Les psychologues et les spécialistes des sciences du comportement devront nous dire un jour pourquoi le Tunisien se conduit ainsi, lui qui crie si souvent et si fort son amour de la patrie, sur l’Avenue, au Bardo et ailleurs. Schizophrénie collective ? Du temps de Ben Ali, le laisser-aller des municipalités pouvait être attribué au fait que ses membres n’avaient de compte à rendre qu’au locataire de Carthage et que l’opinion de leurs concitoyens n’avait aucune valeur. Mais aujourd’hui, les délégations spéciales – souvent dominées par les nahdaouis qui savent pourtant que « Propreté est Islam » - sont censées être au service du citoyen. Pourtant, rien ne change et la lèpre de la pollution et des ordures continue à défigurer les villes et les campagnes… comme si le 14 janvier 2011 de la Dignité n’avait jamais eu lieu. C’est pourquoi lundi 26 août 2013, les militants de Sfax vont réclamer la démission de la délégation spéciale de la capitale du sud.

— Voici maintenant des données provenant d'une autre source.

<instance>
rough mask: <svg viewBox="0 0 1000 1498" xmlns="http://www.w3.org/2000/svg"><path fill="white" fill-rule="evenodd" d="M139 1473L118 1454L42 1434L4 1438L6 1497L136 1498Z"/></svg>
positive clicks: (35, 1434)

Il est clair que les élections municipales doivent se tenir au plus vite. C’est aussi urgent que les présidentielles et les législatives. Sinon le tsunami des ordures risque de nous emporter tous au moyen de la rage, de la peste et du choléra ! En attendant, pourquoi ne pas mobiliser les jeunes, les scouts, les retraités… pour faire face à ce chaos ? Pourquoi ne pas provoquer un mouvement populaire contre ce tsunami ?
A l’heure où fleurissent les Fronts et les Comités politiques et politiciens, il est urgent de créer un large « Front du Salut Public en faveur de l’environnement » pour protéger notre bien le plus précieux : notre environnement- Mère Nature- qui pourvoit à notre pain quotidien et commande notre bien-être et notre santé. Nous devons transmettre, en bon état, aux générations montantes une Tunisie dans laquelle personne – vétérinaire ou berger - ne mourra victime de la rage.